Ya se rasuró, se vistió. Está frente al espejo, la camisa planchada casi a la perfección, nunca aprendió a planchar las mangas como su botellita, Dios la tenga en su gloria, pero hizo un trabajo excelente, está orgulloso. Destapa la botellita, su olfato percibe inmediatamente el aroma añejo, se unta un poco del líquido en el cuello y en la camisa. Cierra la puerta del gabinete, toma el saco y sale por el umbral de la puerta de su departamento. Adentro, mientras cierra con llave, sobre la mesa de noche se encuentra ahora la caja de preservativos. Baja las escaleras del edificio, se encaminará a la cantina donde se suele encontrar con sus amigos, ahí donde sus amigos, (él no, él sería incapaz) han hecho del coquetear con las meseras todo un deporte. Hoy por primera vez, él le hará un cumplido a una de ellas. Con eso despertará las sospechas de sus compañeros de vejez.

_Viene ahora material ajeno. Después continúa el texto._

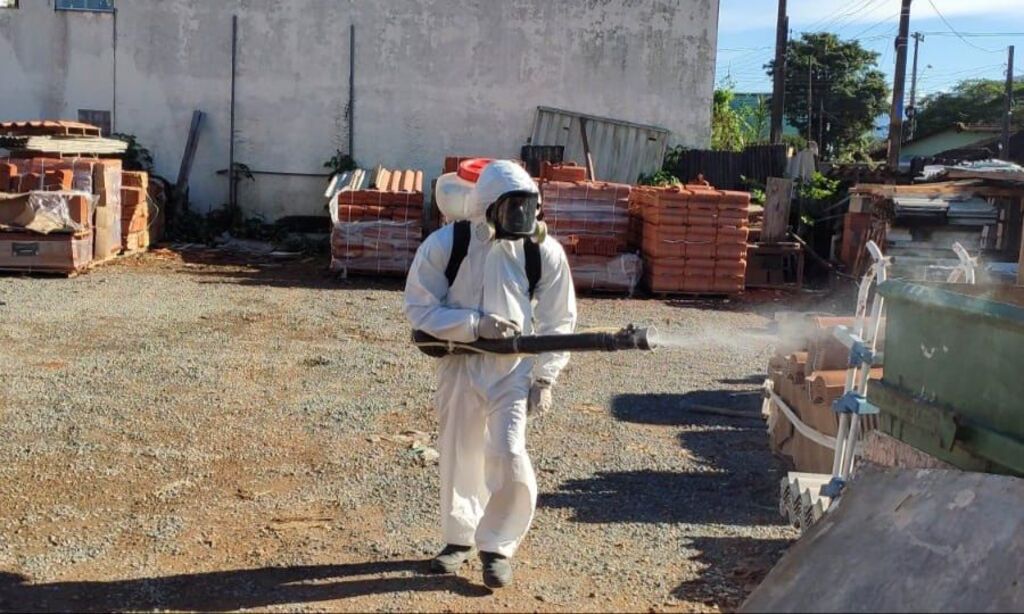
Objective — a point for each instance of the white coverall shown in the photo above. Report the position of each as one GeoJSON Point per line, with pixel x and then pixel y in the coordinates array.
{"type": "Point", "coordinates": [488, 490]}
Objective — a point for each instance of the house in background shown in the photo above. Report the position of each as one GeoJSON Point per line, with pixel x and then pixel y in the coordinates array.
{"type": "Point", "coordinates": [430, 79]}
{"type": "Point", "coordinates": [962, 141]}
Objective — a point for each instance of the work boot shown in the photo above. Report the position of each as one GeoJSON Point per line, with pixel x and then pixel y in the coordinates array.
{"type": "Point", "coordinates": [497, 570]}
{"type": "Point", "coordinates": [451, 559]}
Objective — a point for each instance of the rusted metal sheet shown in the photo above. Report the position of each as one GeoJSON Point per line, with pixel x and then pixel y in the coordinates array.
{"type": "Point", "coordinates": [621, 149]}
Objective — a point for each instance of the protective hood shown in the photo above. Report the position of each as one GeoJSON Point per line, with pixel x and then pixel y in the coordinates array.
{"type": "Point", "coordinates": [499, 177]}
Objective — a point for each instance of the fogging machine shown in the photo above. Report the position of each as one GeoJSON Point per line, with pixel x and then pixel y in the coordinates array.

– Oye ¿te pusiste loción Ignacio? –
– Ni que estuvieras tan guapo cabrón –
– No, de verdad huele a loción, no te hagas Ignacio. –
–Bueno pues si, es que ya no aguanto el olor a viejo que traen ustedes siempre. ¡Huelen rancio muchachos! –  
Lo sabrán, habrá vuelto aquel chamaco pícaro que está dispuesto a cabulear a diestra y siniestra. Apenas después notarán también la elegante camisa que trae puesta.
– ¿Con quién te vas a ver? ¿por qué tan elegante? –
– Con tu señora – 
– ¡Ah mira qué cabrón el Ignacio! – A diferencia de otras ocasiones Ignacio únicamente tomará una cerveza, y un tequilita añejo. De ese nadie se salva, es una tradición de aquellos hombres de la vieja guardia, mínimo un tequila por noche.

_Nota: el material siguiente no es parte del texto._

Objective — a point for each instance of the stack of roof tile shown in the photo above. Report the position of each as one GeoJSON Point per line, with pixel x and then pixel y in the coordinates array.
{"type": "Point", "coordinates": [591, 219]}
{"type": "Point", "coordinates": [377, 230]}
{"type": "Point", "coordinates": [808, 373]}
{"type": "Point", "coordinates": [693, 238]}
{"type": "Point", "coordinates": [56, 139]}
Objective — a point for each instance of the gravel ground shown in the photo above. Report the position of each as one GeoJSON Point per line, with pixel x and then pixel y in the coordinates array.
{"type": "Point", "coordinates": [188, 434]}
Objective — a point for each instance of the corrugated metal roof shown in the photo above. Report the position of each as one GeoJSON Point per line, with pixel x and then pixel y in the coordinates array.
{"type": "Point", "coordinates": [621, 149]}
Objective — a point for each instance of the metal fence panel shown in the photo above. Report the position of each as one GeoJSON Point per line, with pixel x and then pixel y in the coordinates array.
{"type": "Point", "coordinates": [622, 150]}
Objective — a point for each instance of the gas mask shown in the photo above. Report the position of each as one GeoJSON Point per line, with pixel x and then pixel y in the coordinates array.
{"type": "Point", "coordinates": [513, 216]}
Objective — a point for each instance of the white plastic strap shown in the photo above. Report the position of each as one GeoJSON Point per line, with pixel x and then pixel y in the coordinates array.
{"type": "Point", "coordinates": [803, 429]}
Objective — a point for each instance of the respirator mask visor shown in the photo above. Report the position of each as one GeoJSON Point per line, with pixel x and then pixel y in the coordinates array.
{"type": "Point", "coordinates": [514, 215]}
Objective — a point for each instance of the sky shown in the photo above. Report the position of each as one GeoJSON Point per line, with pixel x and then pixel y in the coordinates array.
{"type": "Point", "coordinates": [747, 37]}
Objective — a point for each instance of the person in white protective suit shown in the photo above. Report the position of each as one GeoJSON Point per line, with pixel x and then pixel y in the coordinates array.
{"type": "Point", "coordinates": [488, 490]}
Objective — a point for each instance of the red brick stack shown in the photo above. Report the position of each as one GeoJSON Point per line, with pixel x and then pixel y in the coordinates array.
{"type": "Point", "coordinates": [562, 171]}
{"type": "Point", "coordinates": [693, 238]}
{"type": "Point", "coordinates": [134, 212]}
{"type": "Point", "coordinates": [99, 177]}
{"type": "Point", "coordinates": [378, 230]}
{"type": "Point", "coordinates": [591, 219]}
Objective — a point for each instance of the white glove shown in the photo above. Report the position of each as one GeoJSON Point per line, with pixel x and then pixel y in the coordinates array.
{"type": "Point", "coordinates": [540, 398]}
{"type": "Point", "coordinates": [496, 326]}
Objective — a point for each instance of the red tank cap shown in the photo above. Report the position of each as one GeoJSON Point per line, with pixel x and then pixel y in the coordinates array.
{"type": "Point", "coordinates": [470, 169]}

Una hora después Ignacio se levantará y se marchará:
– Se la lavan cabrones. –
– ¿Qué pasó? ¿Para dónde? –
– No sean metiches cabrones, ¿qué no ven que tengo una cita? Se cuidan señores.– Saldrá de la cantina silbando un bolero, aquél de obsesión.

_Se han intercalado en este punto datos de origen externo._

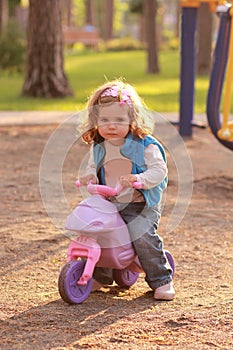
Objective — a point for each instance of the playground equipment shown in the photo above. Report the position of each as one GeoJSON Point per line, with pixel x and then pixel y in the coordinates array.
{"type": "Point", "coordinates": [103, 240]}
{"type": "Point", "coordinates": [223, 54]}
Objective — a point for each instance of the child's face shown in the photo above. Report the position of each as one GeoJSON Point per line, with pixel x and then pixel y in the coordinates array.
{"type": "Point", "coordinates": [113, 122]}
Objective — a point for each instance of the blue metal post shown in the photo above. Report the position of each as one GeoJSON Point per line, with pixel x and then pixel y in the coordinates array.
{"type": "Point", "coordinates": [187, 69]}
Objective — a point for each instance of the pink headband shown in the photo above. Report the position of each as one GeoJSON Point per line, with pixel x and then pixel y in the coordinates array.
{"type": "Point", "coordinates": [122, 94]}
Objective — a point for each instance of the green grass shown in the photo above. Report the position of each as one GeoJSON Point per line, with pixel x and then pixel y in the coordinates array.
{"type": "Point", "coordinates": [88, 70]}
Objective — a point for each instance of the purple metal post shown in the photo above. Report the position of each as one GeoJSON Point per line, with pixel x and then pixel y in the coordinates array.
{"type": "Point", "coordinates": [187, 70]}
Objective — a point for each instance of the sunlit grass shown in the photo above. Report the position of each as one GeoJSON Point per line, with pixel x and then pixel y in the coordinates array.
{"type": "Point", "coordinates": [87, 70]}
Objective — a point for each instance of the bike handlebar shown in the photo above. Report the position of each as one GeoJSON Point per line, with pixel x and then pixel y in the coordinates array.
{"type": "Point", "coordinates": [107, 191]}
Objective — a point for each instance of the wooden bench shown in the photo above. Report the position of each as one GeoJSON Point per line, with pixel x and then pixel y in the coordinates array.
{"type": "Point", "coordinates": [87, 36]}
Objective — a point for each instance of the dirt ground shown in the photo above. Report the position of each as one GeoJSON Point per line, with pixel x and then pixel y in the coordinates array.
{"type": "Point", "coordinates": [33, 250]}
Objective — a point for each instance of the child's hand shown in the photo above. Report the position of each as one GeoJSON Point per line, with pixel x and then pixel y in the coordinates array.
{"type": "Point", "coordinates": [84, 180]}
{"type": "Point", "coordinates": [127, 180]}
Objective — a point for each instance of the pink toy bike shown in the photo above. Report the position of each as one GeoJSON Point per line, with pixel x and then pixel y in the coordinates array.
{"type": "Point", "coordinates": [103, 240]}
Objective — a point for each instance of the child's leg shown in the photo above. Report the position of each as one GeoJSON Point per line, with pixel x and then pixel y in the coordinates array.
{"type": "Point", "coordinates": [142, 225]}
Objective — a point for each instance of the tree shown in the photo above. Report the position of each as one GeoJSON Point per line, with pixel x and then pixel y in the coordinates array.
{"type": "Point", "coordinates": [150, 11]}
{"type": "Point", "coordinates": [4, 14]}
{"type": "Point", "coordinates": [108, 19]}
{"type": "Point", "coordinates": [44, 76]}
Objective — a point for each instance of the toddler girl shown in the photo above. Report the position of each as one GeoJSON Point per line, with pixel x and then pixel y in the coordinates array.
{"type": "Point", "coordinates": [124, 151]}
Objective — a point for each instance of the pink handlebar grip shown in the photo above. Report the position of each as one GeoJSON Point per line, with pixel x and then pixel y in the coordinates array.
{"type": "Point", "coordinates": [137, 185]}
{"type": "Point", "coordinates": [107, 190]}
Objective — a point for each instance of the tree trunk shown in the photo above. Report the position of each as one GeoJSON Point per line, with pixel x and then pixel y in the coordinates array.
{"type": "Point", "coordinates": [108, 19]}
{"type": "Point", "coordinates": [150, 10]}
{"type": "Point", "coordinates": [205, 24]}
{"type": "Point", "coordinates": [45, 75]}
{"type": "Point", "coordinates": [4, 14]}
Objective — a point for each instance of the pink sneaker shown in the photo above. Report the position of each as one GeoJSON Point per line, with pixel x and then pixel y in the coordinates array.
{"type": "Point", "coordinates": [165, 292]}
{"type": "Point", "coordinates": [96, 285]}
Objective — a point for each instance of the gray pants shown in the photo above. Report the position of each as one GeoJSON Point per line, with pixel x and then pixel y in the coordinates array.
{"type": "Point", "coordinates": [142, 224]}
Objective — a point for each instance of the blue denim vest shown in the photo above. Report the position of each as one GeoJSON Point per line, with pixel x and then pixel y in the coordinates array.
{"type": "Point", "coordinates": [133, 149]}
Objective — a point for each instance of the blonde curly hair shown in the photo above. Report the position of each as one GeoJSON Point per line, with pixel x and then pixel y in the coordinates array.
{"type": "Point", "coordinates": [141, 123]}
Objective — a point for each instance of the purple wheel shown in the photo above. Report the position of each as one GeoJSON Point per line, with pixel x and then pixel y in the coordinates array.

Los señores se verán unos a otros absortos, con una mezcla de sorpresa y alegría. No dirán nada. En amistades que duran tanto tiempo las palabras salen sobrando, todos pensarán lo mismo: “Ha vuelto, el pinche Ignacio está de vuelta.” Da igual que tan marchito aparente algo o alguien estar. Puede que se vea muerto por fuera, pero basta con que se le inyecte algo de vida, algo revitalizante, para que eso que parecía perdido vuelva a retomar color, a rejuvenecer, a sentirse vivo.

– ¡Palomita, chula, tráenos otros tequilitas y déjanos la botella! ¡que hoy estamos de fiesta chingao!